Aug 22 09:13:12 lastlinemanager systemd[1]: suricata-lastline-unix-socket@suricata_0.service: Main process exited, code=exited, status=1/FAILURE

Aug 22 09:13:12 lastlinemanager systemd[1]: suricata-lastline-unix-socket@suricata_0.service: Failed with result 'exit-code'.

Aug 22 09:13:13 lastlinemanager systemd[1]: suricata-lastline-unix-socket@suricata_0.service: Service hold-off time over, scheduling restart.

Aug 22 09:13:13 lastlinemanager systemd[1]: suricata-lastline-unix-socket@suricata_0.service: Scheduled restart job, restart counter is at 242550.

Aug 22 09:13:13 lastlinemanager systemd[1]: Stopped suricata-lastline-unix-socket@suricata_0.service.

Aug 22 09:13:13 lastlinemanager systemd[1]: Started suricata-lastline-unix-socket@suricata_0.service.

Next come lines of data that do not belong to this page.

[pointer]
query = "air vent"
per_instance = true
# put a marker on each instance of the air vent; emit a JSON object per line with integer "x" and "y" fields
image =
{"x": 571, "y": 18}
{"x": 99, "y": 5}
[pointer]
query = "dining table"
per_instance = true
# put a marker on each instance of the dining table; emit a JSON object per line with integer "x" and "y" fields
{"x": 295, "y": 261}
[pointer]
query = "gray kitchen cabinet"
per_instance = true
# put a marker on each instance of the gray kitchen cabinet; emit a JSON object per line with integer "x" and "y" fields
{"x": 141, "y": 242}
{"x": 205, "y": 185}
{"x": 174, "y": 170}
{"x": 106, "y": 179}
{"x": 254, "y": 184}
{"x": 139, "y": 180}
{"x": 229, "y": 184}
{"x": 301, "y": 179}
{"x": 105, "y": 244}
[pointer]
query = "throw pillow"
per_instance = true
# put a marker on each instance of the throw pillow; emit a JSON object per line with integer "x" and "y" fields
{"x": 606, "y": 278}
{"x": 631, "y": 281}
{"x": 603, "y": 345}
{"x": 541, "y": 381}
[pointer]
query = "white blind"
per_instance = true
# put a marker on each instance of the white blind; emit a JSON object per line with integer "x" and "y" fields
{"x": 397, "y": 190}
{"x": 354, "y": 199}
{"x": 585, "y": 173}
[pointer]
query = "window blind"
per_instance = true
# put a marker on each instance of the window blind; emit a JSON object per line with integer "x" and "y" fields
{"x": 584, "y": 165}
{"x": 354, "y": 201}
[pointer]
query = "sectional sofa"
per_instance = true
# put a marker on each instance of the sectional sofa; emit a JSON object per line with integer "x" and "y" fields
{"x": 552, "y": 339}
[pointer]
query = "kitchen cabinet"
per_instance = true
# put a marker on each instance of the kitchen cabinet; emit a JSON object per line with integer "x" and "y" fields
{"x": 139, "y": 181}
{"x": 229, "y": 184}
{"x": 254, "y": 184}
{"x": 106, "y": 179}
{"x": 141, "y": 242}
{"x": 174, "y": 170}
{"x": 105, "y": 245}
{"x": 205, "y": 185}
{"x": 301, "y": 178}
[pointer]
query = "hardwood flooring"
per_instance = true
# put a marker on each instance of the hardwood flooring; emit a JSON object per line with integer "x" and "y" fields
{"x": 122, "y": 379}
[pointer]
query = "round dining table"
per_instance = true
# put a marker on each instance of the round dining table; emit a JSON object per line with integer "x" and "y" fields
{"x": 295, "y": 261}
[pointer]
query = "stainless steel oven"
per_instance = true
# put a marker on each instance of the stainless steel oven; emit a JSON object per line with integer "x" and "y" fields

Aug 22 09:13:13 lastlinemanager systemd[1]: suricata-lastline-unix-socket@suricata_0.service: Main process exited, code=exited, status=1/FAILURE

Aug 22 09:13:13 lastlinemanager systemd[1]: suricata-lastline-unix-socket@suricata_0.service: Failed with result 'exit-code'.

 

Manually running the suricata command line with added verbosity should indicate the problem:

# /usr/bin/suricata -vvvv -c /etc/suricata/suricata-lastline-unix-socket.yaml --unix-socket=/run/suricata_0/socket.sock --pidfile /run/suricata_0/suricata.pid --user=suricata &

22/8/2023 -- 14:09:05 - <Notice> - This is Suricata version 5.0.4 RELEASE running in SYSTEM mode

22/8/2023 -- 14:09:05 - <Info> - CPUs/cores online: 12

22/8/2023 -- 14:09:05 - <Config> - luajit states preallocated: 512

22/8/2023 -- 14:09:05 - <Info> - SSSE3 support not detected, disabling Hyperscan for MPM

22/8/2023 -- 14:09:05 - <Error> - [ERRCODE: SC_ERR_INVALID_YAML_CONF_ENTRY(139)] - Invalid spm algo supplied in the yaml conf file: "hs"

The error here indicates that the CPU is not equipped with the required SSSE3 CPU Flag that Suricata needs.